Now 75, Roëves takes to the stage in Edinburgh in the part of an Italian gentleman of the same age (and former officer in the Italian Bersaglieri) by the name of Angelo Ravagli. It’s 1959: Ravagli has come to La Fonda Hotel in Teos, New Mexico, to barter with its owner, the Greek exile Saki Karavas. He wants to return home to Italy and is willing to sell Karavas nine paintings that will become increasingly valuable thanks to the identity of their creator, the author D H Lawrence.
But weary Ravagli also has a story to tell Karavas — or, rather, the audience who sits increasingly uncomfortably in Karavas’s place, especially if you’re in the singular spot Roëves chooses to focus on. This is a last-ditched attempt by Ravagli to justify himself as being more than ‘just a gigolo’; for Ravagli had a long-running affair with Lawrence’s wife Frida, and is generally regarded as the real-life inspiration for the ‘energetic’ gamekeeper Mellors in Lawrence’s best-known novel, Lady Chatterley’s Lover. ‘We will do what we have to do,’ he says at one point, albeit with some remorse for the friend he betrayed — the friend Ravagli still felt some anger towards for standing between him and the woman he loved (and, after Lawrence’s death, would marry).
Writer/director Stephen Lowe knows his Lawrence — too well, perhaps. This has the advantage of being a different and unusual angle from which to approach the author and questions about adultery. Yet, despite Roëves’ best attempt, this does come across as too much like a lecture (complete with slide show); it certainly doesn’t help that the venue is one of the University of Edinburgh’s lecture halls where this reviewer personally sat through many an interminable hour a few decades back.

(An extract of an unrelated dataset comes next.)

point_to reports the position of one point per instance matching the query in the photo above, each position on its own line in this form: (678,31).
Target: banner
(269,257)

Monologues are by no means an easy form to master; they require a particular strength and life to keep an audience’s attention focused on one individual and, despite his best efforts, Roëves just doesn’t quite hold it together. Even his accent occasionally falters, and you’re never quite sure if some of the disastrously distracting verbal stumbles are deliberate or not. Worst of all, we never even learn for sure from this monologue if the sale of the pictures is made — it’s only when you read the programme notes that you learn Karavas did indeed buy the paintings and then spent the rest of his life offering them to the British Government in return for the Elgin Marbles. An interesting fact, but certainly not enough to raise this particular theatrical experience above the tragically dull.